Four Rhodes University PhD Chemistry students have come out tops in the 2019 Hult Prize Challenge for their electronic and electrical waste management system, putting them in line to win a $1m (about R14.3m) startup injection for their business idea.
Team E-Smart – Nobuhle Ndebele, 24; Lindokuhle Nene, 25; Reitumetse Nkhahle, 26; and Gauta Matlou, 29 – in April took part in the 2019 Hult Prize Regional Summit held at the Brookhouse International School in Nairobi, Kenya, where they were awarded the top position after going head-to-head against 45 other teams from across the globe, the university said in a statement.
Team E-Smart's business model, which aims to create job opportunities for the youth through collection of electronic and electrical waste materials and further recycling, repairing or repurposing into new market products, impressed the panel of judges.

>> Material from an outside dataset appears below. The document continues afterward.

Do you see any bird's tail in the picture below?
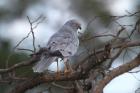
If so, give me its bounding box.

The Hult Prize challenged university and college students to pitch a social-entrepreneurship startup that would create over 10 000 meaningful jobs in the next 10 years.
South Africa annually produces about 316 000 tons of electronic waste, the group explained, and only about 12% is collected and recycled before being exported to other countries.
'Agents of change'
Their aim was to contribute to the economy, while also promoting proudly South African goods.
"The electronic waste that is currently not collected and recycled or repurposed will raise about R15bn for the South African economy," team member Nene said.
Following their win, from July the team will spend eight weeks in the United Kingdom for the Hult Prize Acceleration programme, which aims to prepare over 25 winning teams from various regional summits for the final pitch competition, where the best business idea will win $1m as a startup injection, the university said.
Nene said Team E-Smart "decided to be the youth that is going to stand and create things for themselves".
"We are the driving force and agents of change and improvement in our country. We want to lay a platform for generations to come after us. They must know that as a human being, you can do anything you put your mind to. Students must not limit themselves based on specific disciplines that they are doing."